• November 29, 2017 |

    circle dancing

    aluminum foils

    article by , illustrated by

    There is hardly a piece of public art on this campus that isn’t a little bit strange. There’s Blueno, a giant blue teddy bear with a lamp impaling its spine up through its head. On the Main Green, there’s a fake tree with a large rock sitting comfortably on its tallest branches. Sure, there are some basic statues of old men on horses. But then there are those children, those 11 figures joining arms, each with one leg thrust into the air in jubilation—except for the one child with both legs flying, overcome with excitement.

    Circle Dance stands on an intersection already so crowded with students that one may wonder why the University decided to add 11 more children to the mix. Inspired by the famous painting La Danse by Henri Matisse, artist Tom Friedman created a faceless and indistinct interpretation out of aluminum roasting pans. The final sculpture still features the engravings from the pans, causing many students to ask, Is it really made of aluminum? How is it so sturdy? These questions are answered on a small plaque so shrouded by grass that it might as well be invisible: The original model was made of pans, but the final product is “highly polished stainless steel.”

    On the bottom of this same faded plaque is an oft-overlooked line: “Please do not climb on the sculpture.” Brown’s own website showcases a violation of this rule, a picture of five students sitting on the shoulders, arms, and legs of the sculpture’s figures. To see something so expressive and joyful and not to join in on the fun is something of a lost opportunity, and no one knows this more than students coming to campus after a long summer. It is returning to an old friend, hearing music playing down the hall, and seeing if the door is open to ask if you can join. The figures in the sculpture are dancing, and it’s as if they call to students: Come and dance along.

    For the first few months, people do. Parents take photos of their children locking arms and smiling with the faceless figures. Upon seeing the sculpture, students press their body weight to it, trying to see how sturdy it really is. But by the time assignments start to arrive and the leaves begin to change, I can sit on a bench across from the sculpture for an hour and find that no one pays it any mind anymore. By November, the initial confusion and intrigue has mostly vanished.

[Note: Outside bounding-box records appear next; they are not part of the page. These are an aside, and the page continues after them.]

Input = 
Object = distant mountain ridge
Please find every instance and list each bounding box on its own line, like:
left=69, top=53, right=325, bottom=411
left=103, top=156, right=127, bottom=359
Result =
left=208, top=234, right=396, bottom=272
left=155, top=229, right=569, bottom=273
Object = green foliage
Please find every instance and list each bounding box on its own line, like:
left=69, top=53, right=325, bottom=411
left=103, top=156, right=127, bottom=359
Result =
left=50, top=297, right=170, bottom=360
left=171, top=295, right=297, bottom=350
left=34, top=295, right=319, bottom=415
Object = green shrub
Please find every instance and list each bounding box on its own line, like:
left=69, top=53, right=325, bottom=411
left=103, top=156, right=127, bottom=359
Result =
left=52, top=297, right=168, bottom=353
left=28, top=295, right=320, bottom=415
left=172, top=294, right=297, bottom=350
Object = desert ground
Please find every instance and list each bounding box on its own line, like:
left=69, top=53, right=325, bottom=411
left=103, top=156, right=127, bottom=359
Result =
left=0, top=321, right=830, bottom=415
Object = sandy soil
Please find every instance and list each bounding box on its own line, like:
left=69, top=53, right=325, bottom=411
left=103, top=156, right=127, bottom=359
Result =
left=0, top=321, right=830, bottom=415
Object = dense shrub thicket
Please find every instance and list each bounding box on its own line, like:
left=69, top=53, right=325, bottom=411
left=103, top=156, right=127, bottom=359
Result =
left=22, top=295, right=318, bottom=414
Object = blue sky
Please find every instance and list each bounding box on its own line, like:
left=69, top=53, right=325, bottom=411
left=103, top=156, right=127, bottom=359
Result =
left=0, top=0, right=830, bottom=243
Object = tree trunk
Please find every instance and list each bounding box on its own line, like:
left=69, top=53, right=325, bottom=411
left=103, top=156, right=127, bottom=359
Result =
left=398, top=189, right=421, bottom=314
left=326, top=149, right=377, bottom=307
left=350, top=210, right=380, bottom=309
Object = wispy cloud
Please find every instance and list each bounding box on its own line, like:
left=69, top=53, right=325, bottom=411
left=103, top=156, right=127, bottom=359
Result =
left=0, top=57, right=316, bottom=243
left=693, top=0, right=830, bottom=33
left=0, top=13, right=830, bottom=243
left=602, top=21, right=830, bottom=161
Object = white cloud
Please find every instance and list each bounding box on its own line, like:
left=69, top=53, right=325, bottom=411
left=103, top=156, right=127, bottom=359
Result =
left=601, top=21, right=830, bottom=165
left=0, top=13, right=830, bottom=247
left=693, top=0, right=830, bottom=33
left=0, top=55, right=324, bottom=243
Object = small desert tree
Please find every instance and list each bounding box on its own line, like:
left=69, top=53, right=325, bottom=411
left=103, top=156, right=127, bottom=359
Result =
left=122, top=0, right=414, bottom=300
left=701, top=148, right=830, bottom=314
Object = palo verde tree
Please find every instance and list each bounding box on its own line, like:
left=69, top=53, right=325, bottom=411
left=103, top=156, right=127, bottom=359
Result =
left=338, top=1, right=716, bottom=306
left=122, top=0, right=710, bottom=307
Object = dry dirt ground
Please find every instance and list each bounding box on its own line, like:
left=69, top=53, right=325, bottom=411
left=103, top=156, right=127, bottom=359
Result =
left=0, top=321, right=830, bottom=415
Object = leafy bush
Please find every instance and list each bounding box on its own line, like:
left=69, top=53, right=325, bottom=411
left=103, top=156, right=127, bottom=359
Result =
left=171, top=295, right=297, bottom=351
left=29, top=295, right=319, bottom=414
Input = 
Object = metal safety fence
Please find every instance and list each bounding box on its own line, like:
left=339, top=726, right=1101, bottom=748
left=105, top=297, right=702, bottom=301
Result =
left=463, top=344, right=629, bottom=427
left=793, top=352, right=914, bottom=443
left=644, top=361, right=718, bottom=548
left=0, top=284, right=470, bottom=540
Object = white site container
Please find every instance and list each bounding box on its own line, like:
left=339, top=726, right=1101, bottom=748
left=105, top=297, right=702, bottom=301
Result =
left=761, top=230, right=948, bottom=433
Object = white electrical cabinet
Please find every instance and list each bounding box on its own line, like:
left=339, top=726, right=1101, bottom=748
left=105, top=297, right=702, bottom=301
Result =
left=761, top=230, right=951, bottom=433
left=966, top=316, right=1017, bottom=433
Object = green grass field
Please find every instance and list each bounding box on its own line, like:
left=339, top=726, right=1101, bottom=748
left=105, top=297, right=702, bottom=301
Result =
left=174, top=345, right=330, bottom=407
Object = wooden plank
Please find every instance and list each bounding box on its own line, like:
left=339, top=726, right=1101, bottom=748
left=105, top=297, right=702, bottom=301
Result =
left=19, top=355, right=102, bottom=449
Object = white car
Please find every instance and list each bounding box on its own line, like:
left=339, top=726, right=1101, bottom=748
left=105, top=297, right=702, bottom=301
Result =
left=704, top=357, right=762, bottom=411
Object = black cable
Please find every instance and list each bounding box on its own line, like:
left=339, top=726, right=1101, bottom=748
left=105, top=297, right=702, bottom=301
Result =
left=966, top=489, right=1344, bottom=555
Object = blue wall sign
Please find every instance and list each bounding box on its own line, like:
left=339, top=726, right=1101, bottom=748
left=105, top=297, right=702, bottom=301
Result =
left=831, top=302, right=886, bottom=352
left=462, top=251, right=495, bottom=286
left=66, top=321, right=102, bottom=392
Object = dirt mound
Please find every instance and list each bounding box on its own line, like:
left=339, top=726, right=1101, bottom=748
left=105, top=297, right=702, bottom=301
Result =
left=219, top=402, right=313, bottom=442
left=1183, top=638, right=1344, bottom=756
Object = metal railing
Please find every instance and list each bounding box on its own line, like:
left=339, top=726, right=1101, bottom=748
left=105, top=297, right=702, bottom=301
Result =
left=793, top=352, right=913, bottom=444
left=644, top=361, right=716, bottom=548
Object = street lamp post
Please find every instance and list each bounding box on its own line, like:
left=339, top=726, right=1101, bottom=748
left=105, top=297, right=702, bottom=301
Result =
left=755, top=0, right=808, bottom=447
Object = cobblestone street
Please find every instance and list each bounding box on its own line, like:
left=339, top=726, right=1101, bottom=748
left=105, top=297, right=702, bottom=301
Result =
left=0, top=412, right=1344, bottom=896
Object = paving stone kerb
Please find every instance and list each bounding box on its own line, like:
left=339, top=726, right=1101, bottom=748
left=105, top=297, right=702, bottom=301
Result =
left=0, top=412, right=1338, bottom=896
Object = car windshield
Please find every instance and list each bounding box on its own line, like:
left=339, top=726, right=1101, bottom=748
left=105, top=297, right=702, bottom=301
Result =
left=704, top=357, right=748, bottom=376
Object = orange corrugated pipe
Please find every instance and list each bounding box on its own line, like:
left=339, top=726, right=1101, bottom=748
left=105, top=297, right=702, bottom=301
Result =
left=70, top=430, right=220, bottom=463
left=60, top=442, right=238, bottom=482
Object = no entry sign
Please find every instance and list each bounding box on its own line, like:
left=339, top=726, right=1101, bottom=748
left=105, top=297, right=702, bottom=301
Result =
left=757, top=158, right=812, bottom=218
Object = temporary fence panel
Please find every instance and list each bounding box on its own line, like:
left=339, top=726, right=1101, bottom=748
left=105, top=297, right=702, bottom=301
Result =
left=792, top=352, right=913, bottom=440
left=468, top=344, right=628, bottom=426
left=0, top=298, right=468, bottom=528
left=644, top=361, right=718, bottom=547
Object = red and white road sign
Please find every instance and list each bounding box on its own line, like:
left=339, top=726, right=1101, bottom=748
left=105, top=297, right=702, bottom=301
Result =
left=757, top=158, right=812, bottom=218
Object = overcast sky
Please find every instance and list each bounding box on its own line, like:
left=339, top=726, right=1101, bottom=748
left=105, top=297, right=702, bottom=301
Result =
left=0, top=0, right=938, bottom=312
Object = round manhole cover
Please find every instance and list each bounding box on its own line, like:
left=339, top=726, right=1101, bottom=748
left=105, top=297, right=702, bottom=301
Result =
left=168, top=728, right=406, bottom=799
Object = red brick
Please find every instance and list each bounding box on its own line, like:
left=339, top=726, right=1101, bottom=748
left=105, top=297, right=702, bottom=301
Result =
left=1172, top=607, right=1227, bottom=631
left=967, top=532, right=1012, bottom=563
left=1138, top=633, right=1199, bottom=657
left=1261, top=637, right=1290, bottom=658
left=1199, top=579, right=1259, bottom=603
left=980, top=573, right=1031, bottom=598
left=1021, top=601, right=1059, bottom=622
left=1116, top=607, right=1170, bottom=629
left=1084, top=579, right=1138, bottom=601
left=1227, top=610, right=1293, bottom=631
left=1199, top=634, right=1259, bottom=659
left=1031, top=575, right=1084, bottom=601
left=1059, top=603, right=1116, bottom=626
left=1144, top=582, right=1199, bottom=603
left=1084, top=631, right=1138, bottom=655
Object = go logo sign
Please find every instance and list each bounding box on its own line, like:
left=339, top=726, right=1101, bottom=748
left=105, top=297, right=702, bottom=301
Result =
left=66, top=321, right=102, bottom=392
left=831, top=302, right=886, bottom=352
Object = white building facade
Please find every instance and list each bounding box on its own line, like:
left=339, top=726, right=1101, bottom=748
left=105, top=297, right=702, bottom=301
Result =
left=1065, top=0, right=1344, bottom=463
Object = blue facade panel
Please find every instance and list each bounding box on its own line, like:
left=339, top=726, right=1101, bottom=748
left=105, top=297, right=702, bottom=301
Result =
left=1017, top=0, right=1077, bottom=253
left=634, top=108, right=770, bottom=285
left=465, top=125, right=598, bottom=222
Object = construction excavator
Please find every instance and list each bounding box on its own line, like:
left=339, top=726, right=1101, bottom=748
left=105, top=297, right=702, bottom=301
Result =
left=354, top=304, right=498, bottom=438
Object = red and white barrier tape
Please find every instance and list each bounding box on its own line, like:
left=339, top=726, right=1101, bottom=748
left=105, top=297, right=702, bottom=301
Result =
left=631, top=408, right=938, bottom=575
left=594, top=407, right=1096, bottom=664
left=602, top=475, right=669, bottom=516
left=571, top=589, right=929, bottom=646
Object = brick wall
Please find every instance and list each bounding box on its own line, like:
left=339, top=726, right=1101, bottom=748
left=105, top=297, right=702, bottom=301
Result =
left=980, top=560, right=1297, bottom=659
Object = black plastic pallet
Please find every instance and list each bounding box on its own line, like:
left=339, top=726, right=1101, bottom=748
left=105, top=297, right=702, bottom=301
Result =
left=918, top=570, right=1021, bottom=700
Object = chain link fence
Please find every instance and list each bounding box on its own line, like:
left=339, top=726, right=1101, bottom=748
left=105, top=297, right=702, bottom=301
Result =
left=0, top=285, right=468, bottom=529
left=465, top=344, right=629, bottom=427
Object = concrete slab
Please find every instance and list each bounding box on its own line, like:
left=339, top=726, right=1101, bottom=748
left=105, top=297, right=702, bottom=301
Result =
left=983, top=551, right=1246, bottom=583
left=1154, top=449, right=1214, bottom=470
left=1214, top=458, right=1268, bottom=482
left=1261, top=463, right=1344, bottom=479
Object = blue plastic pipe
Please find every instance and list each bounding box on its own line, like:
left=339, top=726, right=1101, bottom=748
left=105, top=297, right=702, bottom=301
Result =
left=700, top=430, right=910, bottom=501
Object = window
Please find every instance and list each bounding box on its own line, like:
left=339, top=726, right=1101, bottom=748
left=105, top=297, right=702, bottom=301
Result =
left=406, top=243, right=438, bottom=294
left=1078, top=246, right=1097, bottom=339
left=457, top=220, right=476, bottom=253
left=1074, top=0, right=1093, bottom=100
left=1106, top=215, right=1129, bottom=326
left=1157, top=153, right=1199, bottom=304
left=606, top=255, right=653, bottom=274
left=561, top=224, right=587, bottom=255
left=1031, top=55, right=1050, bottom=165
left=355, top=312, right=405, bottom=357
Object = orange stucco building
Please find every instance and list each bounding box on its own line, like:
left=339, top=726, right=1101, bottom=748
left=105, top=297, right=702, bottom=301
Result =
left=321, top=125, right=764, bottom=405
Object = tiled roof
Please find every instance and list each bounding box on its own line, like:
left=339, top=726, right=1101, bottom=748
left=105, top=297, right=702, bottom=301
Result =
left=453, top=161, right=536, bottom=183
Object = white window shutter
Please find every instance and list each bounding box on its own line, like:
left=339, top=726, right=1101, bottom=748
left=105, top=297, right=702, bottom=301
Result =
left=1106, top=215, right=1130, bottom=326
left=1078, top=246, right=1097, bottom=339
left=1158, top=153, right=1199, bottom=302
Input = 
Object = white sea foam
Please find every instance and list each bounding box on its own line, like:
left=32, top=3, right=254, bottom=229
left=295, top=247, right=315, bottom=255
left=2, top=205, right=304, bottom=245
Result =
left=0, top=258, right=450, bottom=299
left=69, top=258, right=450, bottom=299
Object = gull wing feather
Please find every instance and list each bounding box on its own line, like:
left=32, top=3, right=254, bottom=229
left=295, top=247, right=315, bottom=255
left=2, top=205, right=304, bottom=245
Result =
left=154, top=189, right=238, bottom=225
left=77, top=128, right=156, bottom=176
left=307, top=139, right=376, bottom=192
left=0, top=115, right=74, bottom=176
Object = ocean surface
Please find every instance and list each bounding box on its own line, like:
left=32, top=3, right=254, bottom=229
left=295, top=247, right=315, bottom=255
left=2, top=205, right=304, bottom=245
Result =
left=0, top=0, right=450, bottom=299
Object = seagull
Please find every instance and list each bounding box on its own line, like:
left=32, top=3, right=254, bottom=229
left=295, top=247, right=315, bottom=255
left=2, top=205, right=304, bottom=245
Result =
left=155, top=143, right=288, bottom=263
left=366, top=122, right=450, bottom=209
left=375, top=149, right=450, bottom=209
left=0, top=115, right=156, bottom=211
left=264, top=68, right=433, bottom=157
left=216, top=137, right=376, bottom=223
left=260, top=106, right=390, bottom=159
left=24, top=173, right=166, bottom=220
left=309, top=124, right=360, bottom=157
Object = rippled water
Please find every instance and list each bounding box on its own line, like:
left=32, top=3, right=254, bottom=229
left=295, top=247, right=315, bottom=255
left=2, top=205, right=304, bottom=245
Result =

    Instead, the sculpture stands there like a part of the scenery, blending into the grass and the air without much regard. There is a subset of people who still interact with the sculpture, but they go as unrecognized as the sculpture on an average day. Nobody notices if a student sits in the center of the circle working for hours. No one notices the little girl running in, out, and under the joined arms. Circle Dance does its job as public art—it catches your eye and then proceeds to rest there under the shadow of students and buildings, unnoticed unless you are looking for it.

    I smile every time I pass the sculpture while walking south, walking north, walking past the students gathered around food trucks on Waterman Street. I like to imagine myself partaking in this circle with the same faceless glee, and I can only assume that was the hope of the anonymous donor who sent this to our campus. It is an apt contribution; college campuses are full of students who face ever-growing amounts of stress, and these jubilant children evoke the youthful glow that students are searching for in the midst of constant work. The statue depicts a sense of human spirit and the camaraderie of man!

    It seems ridiculous that the spirit of a mere statue might actually affect anyone, but I have seen it happen. I remember the nervous smiles of my friends in the first week of freshman year as we walked around campus at night. We were at once scared and excited about this new beginning and clutched to the vague tethers we had created with one another as we passed the sculpture on our way to a party. As a group, we climbed under the arms and drunkenly goofed around, snapping poorly-lit pictures and laughing. There is a reason the tuft of grass in the center of the circle has faded away, leaving only a patch of dirt. Shenanigans have happened here. I have seen and been a part of many, and there are endless more that have gone undiscovered over the years.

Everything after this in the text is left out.